Social workers play key role in immigrant students’ success
In divisive climate, researcher explores practical steps to improving student experience
Posted on: June 18, 2019; Updated on: June 18, 2019
By Chris Horn, chorn@sc.edu, 803-777-3687
About one-quarter of children in the U.S. under the age of 18 are immigrants or the children of immigrants, a status that often translates into educational disadvantages.
Ben Roth, a College of Social Work assistant professor, is working with colleagues at two other universities to survey school social workers nationwide on what they are doing to help those children navigate successfully through their public school experiences.

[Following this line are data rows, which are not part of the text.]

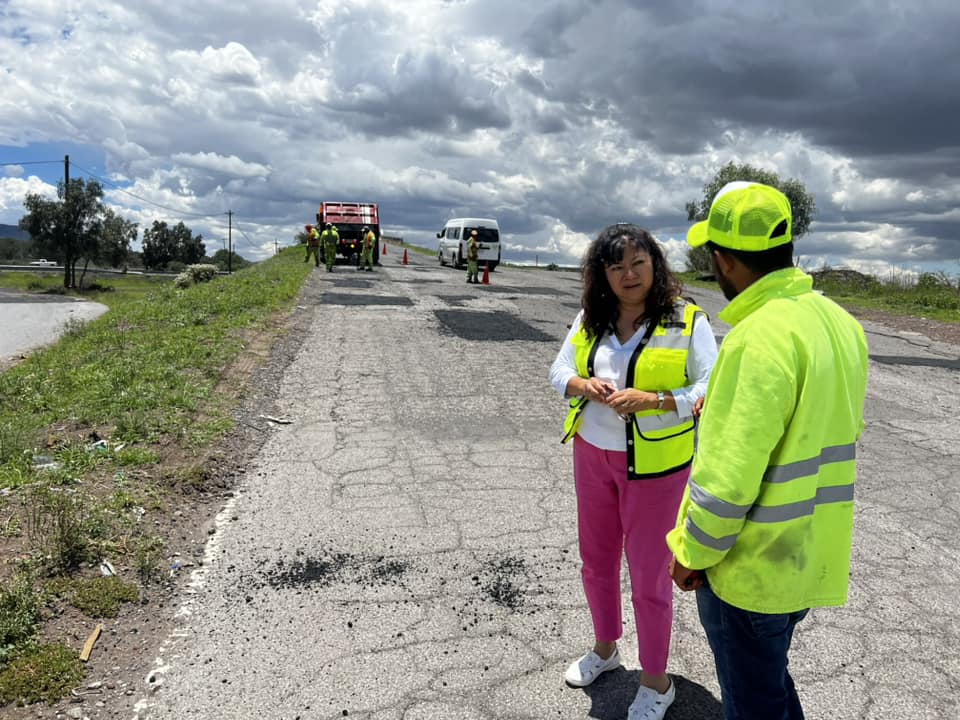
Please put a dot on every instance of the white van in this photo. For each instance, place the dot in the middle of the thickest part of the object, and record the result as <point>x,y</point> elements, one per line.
<point>453,241</point>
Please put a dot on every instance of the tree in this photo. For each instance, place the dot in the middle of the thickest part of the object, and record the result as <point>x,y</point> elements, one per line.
<point>220,258</point>
<point>159,246</point>
<point>118,234</point>
<point>69,228</point>
<point>190,249</point>
<point>163,245</point>
<point>802,203</point>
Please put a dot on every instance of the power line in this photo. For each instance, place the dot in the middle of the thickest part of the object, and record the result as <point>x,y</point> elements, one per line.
<point>141,199</point>
<point>33,162</point>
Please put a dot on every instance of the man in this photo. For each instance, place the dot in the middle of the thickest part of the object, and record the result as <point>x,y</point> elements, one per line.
<point>331,239</point>
<point>473,257</point>
<point>764,530</point>
<point>368,242</point>
<point>313,245</point>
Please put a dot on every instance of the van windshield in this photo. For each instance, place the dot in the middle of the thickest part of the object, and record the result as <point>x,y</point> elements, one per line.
<point>484,235</point>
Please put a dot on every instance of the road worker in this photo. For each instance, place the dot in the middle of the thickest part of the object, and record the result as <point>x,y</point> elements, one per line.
<point>331,239</point>
<point>313,244</point>
<point>473,257</point>
<point>369,242</point>
<point>765,527</point>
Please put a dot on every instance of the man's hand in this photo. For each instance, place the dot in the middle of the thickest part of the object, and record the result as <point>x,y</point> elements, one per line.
<point>697,407</point>
<point>685,578</point>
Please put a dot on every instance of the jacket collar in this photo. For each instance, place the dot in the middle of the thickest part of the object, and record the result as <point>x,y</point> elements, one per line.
<point>788,282</point>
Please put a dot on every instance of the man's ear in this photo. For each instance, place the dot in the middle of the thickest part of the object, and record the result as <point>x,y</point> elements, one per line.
<point>723,261</point>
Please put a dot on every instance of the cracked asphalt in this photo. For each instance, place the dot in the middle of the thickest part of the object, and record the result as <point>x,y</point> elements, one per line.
<point>406,547</point>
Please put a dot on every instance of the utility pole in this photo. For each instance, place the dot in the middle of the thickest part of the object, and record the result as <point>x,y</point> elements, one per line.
<point>229,241</point>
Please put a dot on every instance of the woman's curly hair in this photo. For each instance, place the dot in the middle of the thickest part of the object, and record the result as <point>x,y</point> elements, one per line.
<point>601,308</point>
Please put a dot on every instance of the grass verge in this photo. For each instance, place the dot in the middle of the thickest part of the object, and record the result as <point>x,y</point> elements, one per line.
<point>84,427</point>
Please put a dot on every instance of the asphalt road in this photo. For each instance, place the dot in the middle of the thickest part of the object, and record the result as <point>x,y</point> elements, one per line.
<point>30,321</point>
<point>406,547</point>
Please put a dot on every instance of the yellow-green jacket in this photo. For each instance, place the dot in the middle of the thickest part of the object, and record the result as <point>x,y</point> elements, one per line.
<point>659,442</point>
<point>768,510</point>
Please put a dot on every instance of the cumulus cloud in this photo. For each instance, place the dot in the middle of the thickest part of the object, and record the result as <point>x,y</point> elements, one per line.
<point>557,117</point>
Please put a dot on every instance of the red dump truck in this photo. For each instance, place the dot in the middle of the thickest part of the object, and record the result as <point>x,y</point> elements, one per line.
<point>350,219</point>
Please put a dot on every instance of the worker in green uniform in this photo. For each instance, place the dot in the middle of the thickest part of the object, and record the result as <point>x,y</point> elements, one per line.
<point>330,238</point>
<point>473,257</point>
<point>369,241</point>
<point>313,244</point>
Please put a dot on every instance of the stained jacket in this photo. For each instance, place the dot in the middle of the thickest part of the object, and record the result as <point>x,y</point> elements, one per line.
<point>768,510</point>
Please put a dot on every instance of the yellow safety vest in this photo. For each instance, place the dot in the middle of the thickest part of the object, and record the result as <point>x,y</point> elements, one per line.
<point>768,510</point>
<point>659,442</point>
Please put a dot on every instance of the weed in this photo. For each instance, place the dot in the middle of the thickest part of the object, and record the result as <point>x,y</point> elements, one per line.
<point>56,529</point>
<point>19,614</point>
<point>41,673</point>
<point>97,596</point>
<point>149,558</point>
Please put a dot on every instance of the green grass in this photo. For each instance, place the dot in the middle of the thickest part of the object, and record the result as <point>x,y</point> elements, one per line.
<point>85,425</point>
<point>40,673</point>
<point>934,296</point>
<point>142,371</point>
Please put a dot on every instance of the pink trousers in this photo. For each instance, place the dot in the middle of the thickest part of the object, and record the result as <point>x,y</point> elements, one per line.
<point>615,514</point>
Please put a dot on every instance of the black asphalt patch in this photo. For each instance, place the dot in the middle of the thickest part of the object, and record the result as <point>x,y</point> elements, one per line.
<point>323,569</point>
<point>352,283</point>
<point>532,290</point>
<point>361,299</point>
<point>457,300</point>
<point>489,326</point>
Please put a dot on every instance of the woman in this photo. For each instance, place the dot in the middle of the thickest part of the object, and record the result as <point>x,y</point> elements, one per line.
<point>635,361</point>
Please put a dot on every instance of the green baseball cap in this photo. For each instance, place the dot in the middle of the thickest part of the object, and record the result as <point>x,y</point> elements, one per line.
<point>745,216</point>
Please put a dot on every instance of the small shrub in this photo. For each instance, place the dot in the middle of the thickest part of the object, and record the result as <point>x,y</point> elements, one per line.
<point>56,527</point>
<point>43,673</point>
<point>19,614</point>
<point>97,596</point>
<point>149,558</point>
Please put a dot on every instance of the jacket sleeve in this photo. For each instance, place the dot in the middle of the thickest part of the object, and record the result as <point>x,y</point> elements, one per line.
<point>746,409</point>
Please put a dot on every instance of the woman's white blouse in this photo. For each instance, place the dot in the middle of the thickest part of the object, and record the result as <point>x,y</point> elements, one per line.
<point>601,426</point>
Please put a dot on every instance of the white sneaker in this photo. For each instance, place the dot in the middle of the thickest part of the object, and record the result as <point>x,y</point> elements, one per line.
<point>651,705</point>
<point>588,668</point>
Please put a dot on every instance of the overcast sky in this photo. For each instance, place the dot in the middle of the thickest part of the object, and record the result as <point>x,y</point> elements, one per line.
<point>557,118</point>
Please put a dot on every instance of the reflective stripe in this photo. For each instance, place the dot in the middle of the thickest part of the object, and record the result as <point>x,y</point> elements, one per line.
<point>660,421</point>
<point>716,506</point>
<point>722,544</point>
<point>804,468</point>
<point>782,513</point>
<point>759,513</point>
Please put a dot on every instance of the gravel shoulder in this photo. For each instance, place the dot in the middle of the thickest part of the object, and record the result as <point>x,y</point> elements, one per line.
<point>124,656</point>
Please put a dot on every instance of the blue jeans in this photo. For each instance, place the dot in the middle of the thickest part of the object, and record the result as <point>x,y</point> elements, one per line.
<point>750,651</point>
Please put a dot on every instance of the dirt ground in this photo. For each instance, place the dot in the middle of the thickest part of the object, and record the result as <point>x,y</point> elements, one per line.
<point>125,652</point>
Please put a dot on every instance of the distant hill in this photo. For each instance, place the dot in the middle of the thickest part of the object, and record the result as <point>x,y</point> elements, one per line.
<point>12,231</point>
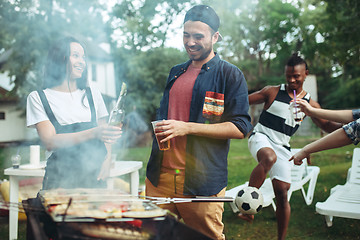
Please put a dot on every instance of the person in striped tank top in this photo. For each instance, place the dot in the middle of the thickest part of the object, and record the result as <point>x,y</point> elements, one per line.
<point>269,143</point>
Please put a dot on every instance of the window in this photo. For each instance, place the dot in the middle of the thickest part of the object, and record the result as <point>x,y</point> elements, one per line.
<point>93,72</point>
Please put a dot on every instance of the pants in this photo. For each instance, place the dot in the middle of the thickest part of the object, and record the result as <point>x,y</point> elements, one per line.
<point>202,216</point>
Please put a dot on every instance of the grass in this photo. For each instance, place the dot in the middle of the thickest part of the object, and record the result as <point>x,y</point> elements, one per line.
<point>304,222</point>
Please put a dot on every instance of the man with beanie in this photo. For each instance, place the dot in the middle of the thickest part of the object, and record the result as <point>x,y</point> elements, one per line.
<point>204,105</point>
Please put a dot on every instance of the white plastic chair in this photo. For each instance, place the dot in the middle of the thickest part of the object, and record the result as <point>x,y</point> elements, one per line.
<point>344,200</point>
<point>300,176</point>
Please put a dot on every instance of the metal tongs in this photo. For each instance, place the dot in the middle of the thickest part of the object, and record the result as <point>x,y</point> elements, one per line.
<point>167,200</point>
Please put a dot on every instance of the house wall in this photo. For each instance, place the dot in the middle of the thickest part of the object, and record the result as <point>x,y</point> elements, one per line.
<point>105,77</point>
<point>13,127</point>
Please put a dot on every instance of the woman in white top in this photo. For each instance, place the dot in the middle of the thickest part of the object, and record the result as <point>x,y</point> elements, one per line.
<point>70,118</point>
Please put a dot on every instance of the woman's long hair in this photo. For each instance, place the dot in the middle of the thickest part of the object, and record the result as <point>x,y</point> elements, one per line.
<point>57,67</point>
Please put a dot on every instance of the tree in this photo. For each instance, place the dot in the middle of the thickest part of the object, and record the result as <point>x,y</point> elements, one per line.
<point>258,37</point>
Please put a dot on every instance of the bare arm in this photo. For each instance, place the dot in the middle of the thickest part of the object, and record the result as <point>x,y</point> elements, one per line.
<point>262,95</point>
<point>52,140</point>
<point>173,128</point>
<point>324,124</point>
<point>335,139</point>
<point>341,116</point>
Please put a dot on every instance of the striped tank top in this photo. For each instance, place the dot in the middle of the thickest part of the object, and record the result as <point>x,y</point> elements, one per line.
<point>277,122</point>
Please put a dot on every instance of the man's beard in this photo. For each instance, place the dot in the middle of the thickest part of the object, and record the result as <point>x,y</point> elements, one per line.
<point>203,56</point>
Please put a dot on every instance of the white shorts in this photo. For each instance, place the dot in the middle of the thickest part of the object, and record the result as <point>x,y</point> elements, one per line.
<point>281,170</point>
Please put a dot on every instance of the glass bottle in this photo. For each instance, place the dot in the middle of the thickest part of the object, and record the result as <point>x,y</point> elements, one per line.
<point>117,114</point>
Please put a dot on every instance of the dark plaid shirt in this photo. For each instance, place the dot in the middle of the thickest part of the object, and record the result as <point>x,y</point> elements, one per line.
<point>220,94</point>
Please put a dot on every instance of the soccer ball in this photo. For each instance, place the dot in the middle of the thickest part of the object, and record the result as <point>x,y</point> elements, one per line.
<point>249,200</point>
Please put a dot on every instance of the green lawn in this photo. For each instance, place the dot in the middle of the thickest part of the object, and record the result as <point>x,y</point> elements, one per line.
<point>305,223</point>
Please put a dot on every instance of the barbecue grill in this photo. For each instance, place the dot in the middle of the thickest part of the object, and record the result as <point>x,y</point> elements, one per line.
<point>41,225</point>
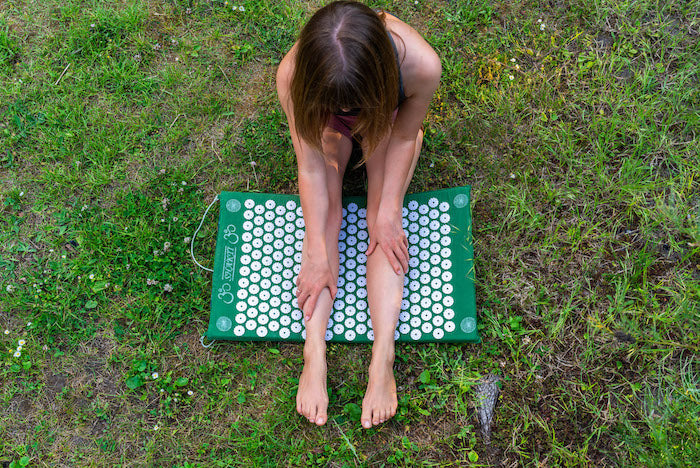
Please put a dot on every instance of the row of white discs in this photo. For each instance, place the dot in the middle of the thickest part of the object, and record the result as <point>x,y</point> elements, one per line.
<point>270,262</point>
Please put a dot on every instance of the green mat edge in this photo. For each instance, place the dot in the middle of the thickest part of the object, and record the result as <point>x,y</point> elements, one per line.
<point>214,334</point>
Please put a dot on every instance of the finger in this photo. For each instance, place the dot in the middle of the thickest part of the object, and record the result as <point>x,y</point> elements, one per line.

“We want to better understand what they do to better serve immigrant students in their schools and their views and understanding of immigration more broadly, knowing how politically divisive the topic of immigration is today,” Roth says. “These views can sometimes shape the way we think about and prioritize the work we do.”
The role that teachers and administrators play in shaping a school’s climate and how that affects students’ educational experiences is well documented, Roth says. But much less is understood about the role of school social workers in helping immigrant children.
“Depending on where they live and what their parents’ legal status happens to be, those students can encounter barriers such as lack of access to public programs that could help offset some of the disadvantages of poverty, for example,” he says.
To do their jobs effectively, social workers have to be aware of the terrain of immigration policy and how that might be impacting an immigrant family and a child’s performance in school. “That will help to understand and contextualize some of the presenting symptoms of a kid who’s acting out or not doing well,” Roth says.
Public schools are microcosms of society at large, he says, where the climate of inclusion is being sorted out as students decide what categories people fit into. “To varying degrees teachers and administrators address those realities, but school social workers have an ability to speak into that process in ways that we think are very important for shaping school climate,” Roth says.
“Schools remain central vehicles for preparing citizens for tomorrow — not just immigrant youth but their peers who have certain opinions that they may have inherited from their parents or from the larger society,” Roth says. “So to the extent that the schools are poised to challenge some of these assumptions or begin to improve and facilitate social cohesion, that’s a pretty exciting spot to be. And we’re interested in the important ways that school social workers might be contributing to that.”